Small lies about financial matters are often easy to conceal. In most relationships, one partner essentially controls the finances, paying the bills and making purchases for the household such as groceries. Slipping in an unapproved expense every now and then is easy to do. When such purchases are discovered, they may be easily explained away as a gift, or the partner might claim to have paid less for them than they actually did.
But even if such seemingly insignificant lies are not discovered, they can accumulate over time. A small purchase here and there might not put a huge dent in the monthly budget, but over the course of a year or two, those purchases could add up to thousands of dollars. That’s money that could have been saved or used for the benefit of both partners.
Not every financial untruth is a small one. Some have successfully hidden much bigger lies from their partners. These include opening a secret bank account, getting a credit card and gambling away money. An unsuspecting partner may go years without discovering such things. But the odds are good that he or she will eventually find out about them, and when that happens, it isn’t going to be pretty.

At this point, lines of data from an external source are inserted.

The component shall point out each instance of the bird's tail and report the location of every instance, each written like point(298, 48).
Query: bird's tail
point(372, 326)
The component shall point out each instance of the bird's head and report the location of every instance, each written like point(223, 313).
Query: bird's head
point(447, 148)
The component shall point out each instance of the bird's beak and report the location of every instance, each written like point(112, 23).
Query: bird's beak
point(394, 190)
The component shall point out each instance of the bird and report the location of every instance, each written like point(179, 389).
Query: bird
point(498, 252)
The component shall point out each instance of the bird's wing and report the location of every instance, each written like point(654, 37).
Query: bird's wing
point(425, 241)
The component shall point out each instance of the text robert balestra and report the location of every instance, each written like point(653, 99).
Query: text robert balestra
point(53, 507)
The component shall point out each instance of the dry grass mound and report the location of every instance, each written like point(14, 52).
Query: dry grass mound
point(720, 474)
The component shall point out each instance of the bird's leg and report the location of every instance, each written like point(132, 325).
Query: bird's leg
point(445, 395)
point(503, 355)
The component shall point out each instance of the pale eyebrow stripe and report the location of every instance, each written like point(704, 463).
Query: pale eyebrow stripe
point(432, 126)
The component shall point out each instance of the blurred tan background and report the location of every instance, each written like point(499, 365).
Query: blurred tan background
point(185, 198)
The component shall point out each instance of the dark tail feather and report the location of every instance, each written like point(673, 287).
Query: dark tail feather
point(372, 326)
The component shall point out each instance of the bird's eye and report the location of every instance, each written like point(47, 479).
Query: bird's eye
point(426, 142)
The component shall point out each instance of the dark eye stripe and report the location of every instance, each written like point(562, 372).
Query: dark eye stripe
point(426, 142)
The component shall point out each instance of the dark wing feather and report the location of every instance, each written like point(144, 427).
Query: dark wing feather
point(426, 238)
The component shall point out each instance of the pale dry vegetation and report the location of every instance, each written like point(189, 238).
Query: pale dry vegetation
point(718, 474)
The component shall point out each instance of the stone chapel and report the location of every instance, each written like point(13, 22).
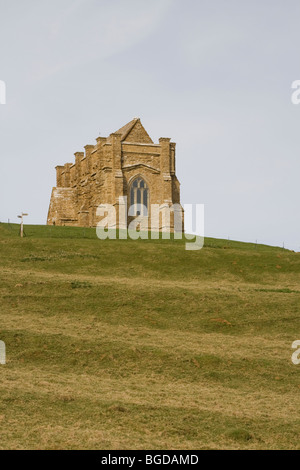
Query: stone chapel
point(127, 163)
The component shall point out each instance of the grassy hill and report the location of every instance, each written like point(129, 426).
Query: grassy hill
point(143, 345)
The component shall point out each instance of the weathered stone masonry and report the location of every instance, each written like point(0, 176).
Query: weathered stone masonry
point(127, 163)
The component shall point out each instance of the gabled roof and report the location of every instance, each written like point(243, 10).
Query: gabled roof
point(134, 131)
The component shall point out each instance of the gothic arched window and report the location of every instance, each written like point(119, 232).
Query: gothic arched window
point(139, 198)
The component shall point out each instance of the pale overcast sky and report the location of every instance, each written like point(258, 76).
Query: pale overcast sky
point(213, 75)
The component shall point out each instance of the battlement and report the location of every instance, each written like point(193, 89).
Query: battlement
point(105, 171)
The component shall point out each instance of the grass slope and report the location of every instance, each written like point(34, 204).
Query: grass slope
point(143, 345)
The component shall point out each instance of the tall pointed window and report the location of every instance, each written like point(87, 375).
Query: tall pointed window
point(139, 198)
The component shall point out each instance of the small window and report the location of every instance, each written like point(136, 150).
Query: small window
point(139, 198)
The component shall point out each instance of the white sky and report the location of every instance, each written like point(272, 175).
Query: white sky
point(213, 75)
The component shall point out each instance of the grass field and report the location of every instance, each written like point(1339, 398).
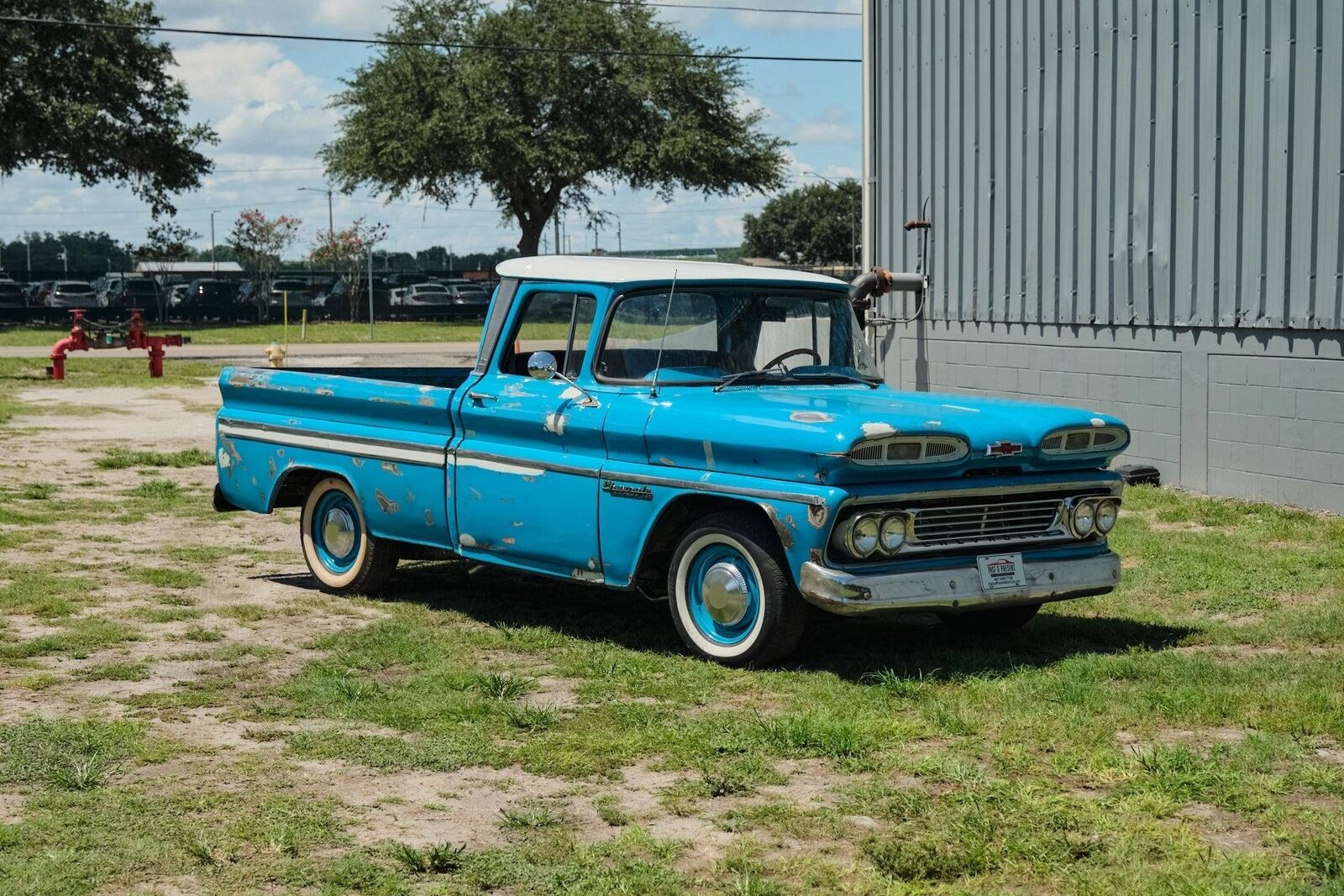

Honesty Is the Best Policy
Financial infidelity can have devastating consequences. It can seriously damage the relationship, as well as the couple’s financial outlook. Lies about money can potentially lead to credit problems for both partners, reduce the amount of a couple’s savings and sabotage their plans for the future. Simply being honest makes things so much fairer and easier.
The best way to help prevent financial lies from coming into play in the first place is to make sure you and your partner are on the same page to start with. Discussing your future plans and how you want to manage money before you take the next step will help each of you understand the other’s expectations. You may even want to set up a budget and rules for discretionary spending ahead of time. Doing so will leave little room for surprises.
Being honest about money doesn’t guarantee a trouble-free relationship. It can, however, prevent a great deal of disagreement and hard feelings. No couple is going to agree on every money issue, but if you’re honest with and respectful of one another, most disagreements can be worked out to both parties’ satisfaction.